SNAPf fusion proteins in nuclear extracts were labeled by adding SNAP-Surface 549 (New England BioLabs, #S9112S) to a final concentration of 0.4 µM (unless otherwise specified) and incubating at 4°C for 1 hr on a rotator in the dark. The suspension was dialyzed three times (1 hr, 1.5 hrs and 2 hrs) each time against 500 mL of Buffer C’ supplemented with 75 mM ammonium sulfate (nuclear extract dialysis buffer). Residual unreacted SNAP-Surface 549 was removed from SNAP-labeled extracts as previously described (Haraszti and Braun, 2020; Rosen et al., 2020). Briefly, one fourth of the extract volume of SNAPf-coupled agarose beads were added to the extract and incubated at 4°C for 1 hr on a rotator, after which the beads were removed by centrifugation at 1,000 x g for 2 min at 4°C. Finally, the extract was aliquoted, frozen in liquid nitrogen, and stored at −80°C. Labeling of SNAPf fusion proteins and depletion of residual dye were confirmed by in-gel fluorescence imaging on a Typhoon imager (GE Healthcare). In vitro transcription activity of the final nuclear extract was measured by the in vitro transcription assay described below.
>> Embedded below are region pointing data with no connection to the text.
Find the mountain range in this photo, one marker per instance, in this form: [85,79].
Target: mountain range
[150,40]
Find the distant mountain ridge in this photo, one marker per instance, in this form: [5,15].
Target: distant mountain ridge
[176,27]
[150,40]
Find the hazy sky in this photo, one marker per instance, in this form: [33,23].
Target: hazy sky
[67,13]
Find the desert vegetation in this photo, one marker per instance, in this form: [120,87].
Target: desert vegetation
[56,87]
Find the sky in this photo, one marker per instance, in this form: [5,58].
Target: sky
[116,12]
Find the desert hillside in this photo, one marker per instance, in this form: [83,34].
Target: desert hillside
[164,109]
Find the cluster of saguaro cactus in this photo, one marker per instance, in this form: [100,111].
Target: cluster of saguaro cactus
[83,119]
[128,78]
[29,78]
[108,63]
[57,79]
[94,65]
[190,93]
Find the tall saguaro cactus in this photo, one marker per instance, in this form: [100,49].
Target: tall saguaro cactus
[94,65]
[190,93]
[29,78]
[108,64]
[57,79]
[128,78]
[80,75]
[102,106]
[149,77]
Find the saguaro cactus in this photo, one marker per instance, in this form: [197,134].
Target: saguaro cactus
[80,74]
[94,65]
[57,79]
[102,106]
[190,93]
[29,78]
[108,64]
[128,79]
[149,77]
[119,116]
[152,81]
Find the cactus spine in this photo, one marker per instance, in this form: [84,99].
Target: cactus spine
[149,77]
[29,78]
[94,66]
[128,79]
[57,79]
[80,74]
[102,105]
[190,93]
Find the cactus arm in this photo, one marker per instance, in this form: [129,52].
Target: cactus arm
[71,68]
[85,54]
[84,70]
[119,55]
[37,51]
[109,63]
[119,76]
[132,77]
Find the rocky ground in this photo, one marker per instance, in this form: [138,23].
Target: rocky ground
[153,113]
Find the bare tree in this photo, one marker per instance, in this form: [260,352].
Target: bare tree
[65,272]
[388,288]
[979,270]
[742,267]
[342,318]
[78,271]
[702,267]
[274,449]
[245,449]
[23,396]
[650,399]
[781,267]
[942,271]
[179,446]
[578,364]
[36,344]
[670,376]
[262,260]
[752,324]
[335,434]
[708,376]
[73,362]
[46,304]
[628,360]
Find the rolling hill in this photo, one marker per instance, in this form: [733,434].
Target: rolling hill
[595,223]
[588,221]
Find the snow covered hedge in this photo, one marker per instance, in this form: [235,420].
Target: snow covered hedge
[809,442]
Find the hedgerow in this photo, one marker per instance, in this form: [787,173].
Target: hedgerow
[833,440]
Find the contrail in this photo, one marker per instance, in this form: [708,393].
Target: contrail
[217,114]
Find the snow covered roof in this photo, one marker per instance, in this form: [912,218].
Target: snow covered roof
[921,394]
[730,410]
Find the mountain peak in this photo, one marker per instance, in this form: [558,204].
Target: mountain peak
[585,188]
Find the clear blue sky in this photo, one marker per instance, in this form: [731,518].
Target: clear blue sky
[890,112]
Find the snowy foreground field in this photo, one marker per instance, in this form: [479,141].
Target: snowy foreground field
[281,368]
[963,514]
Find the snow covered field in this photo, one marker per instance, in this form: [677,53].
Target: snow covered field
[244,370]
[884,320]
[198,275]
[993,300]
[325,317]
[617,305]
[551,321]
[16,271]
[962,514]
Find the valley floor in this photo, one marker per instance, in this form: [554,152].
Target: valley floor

Preparation of SNAPf-coupled agarose beads
His-SNAPf proteins were prepared as previously described (Rosen et al., 2020). NHS-activated agarose beads (Thermo Scientific #26196) were incubated with purified His-SNAPf protein at a ratio of 90 mg resin to 10 mg protein for 2-3 hr at room temperature. The beads were transferred to a 5 mL Pierce centrifuge column (Thermo Fisher Scientific, #89897). After washing with 1X PBS (137 mM NaCl, 2.7 mM KCl, 10 mM Na2HPO4, and 1.8 mM KH2PO4, pH 7.4) until residual uncoupled His-SNAPf protein was no longer detectable in the effluent using Protein Detection Reagent (Pierce PI23200), resin was quenched with 1 M Tris-HCl, pH 7.5 for 30 min at room temperature. The beads were equilibrated with nuclear extract dialysis buffer supplemented with 3 mM DTT for long-term storage at 4°C. Prior to use, efficiency of the dye depletion by the beads was tested. SNAP-Surface 549 (New England Biolabs, #S9112S) was suspended in yeast nuclear extract containing no SNAPf -fusion proteins to a final concentration of 1 µM. The extent of a decrease in the dye concentration after dye depletion was measured by in-gel fluorescence imaging on a Typhoon imager (GE Healthcare). The residual dye concentration was determined by comparison against a standard curve of known free dye concentrations. The SNAPf-coupled bead treatment typically reduced SNAP-Surface 549 concentration in extract from 1 µM to 50 nM.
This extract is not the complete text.